Uncle Arthur gazed at him, as if he suddenly supposed that Pickett did doubt it. “I sold them. Door to door. It wasn’t like vacuum cleaners. There was no live demonstration. Just a patented dummy. Head was stuffed with hair. You’d pull out a beard’s worth through holes poked in his chin, apply the machine to it, and immolate the beard. Made a terrible stink. That was what got in the way of sales. Set the dummy on fire once.”

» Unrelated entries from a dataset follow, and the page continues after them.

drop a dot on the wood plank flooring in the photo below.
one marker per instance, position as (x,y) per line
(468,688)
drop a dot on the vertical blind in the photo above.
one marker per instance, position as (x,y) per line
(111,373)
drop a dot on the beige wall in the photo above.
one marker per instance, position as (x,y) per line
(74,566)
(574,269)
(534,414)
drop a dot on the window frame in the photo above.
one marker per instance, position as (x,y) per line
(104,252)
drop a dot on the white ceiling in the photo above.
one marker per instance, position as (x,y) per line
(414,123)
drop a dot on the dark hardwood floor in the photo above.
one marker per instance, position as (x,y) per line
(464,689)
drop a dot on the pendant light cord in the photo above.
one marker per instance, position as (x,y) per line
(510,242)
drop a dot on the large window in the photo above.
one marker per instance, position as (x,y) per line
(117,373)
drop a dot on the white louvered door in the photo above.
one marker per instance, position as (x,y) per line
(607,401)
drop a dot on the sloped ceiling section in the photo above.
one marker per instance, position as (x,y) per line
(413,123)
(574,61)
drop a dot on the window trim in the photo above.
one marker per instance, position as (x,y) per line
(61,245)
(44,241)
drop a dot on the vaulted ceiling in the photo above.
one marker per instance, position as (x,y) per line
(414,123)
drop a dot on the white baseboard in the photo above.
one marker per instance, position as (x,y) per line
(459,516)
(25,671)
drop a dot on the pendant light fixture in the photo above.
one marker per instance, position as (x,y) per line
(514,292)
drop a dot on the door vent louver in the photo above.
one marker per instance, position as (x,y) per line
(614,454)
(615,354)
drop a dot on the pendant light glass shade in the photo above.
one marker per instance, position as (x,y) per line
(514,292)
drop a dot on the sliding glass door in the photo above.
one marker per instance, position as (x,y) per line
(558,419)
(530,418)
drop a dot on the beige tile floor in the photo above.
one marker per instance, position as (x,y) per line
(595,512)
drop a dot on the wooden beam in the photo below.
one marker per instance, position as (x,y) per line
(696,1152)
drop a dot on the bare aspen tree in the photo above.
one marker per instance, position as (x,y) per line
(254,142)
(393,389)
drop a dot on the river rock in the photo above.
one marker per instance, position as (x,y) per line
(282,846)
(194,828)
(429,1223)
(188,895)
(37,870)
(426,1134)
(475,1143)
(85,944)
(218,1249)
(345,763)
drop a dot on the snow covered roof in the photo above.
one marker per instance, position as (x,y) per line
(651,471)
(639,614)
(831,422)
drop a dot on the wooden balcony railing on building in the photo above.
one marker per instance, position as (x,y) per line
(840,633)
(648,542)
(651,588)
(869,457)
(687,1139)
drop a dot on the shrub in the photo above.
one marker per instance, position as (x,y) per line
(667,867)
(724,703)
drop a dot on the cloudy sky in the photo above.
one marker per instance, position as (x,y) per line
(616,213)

“Huh,” said Pickett sympathetically, stepping into the living room of Uncle Arthur’s townhouse. It smelled like a barn. Arthur turned to Andrew, winked broadly, and jerked his thumb in Pickett’s direction. Andrew was mystified. He had no idea on earth whether the old man was playacting or was cockeyed with age. There was an atmosphere of shrewdness behind his eyes, of tired knowledge that gave the lie to the senility business. Andrew had faith in his own ability to read another man’s eyes. And Uncle Arthur’s talk wasn’t so very od
d, either. It often seemed so because of the old man’s leaping from one bit of conversation to another; as if as soon as you broached a subject he would play the coming exchange through in his mind in an instant, and then leap ahead to some distant point, or some tangentially related subject. And there hadn’t been anything the least bit off-key about Uncle Arthur when he’d appeared at Moneywort’s shop. He hadn’t been engaged then in loony pursuits; on the contrary. It was his baffling activities, more than anything else, that made people wonder about him.
“Excuse me for having forgotten,” said Pickett, “but I’m confused about your name.”
“Arthur,” said Uncle Arthur, looking as if Pickett were insane.
“Arthur … ?”
“Eastman.”
“Ah, of course. Eastman. Somehow I had it mixed up with another name. What was it Andrew? It was you who told me, wasn’t it? When we were chatting about the old days, back in Iowa. I can’t quite get it Lique-something. That can’t have been it.”
“Laquedem,” said Uncle Arthur. “That was a good long time ago. I’ve anglicized it just a little.”
There was a scuffling back toward the hallway. Both Andrew and Pickett turned around, and there was another tortoise, bigger than the first, wandering out of the bedroom. Someone had painted a landscape scene onto its shell. Behind it was yet another, nosing along the light green carpet, thinking, perhaps, that the carpet ought to be edible, and that if he nosed around long enough he would find a patch that was.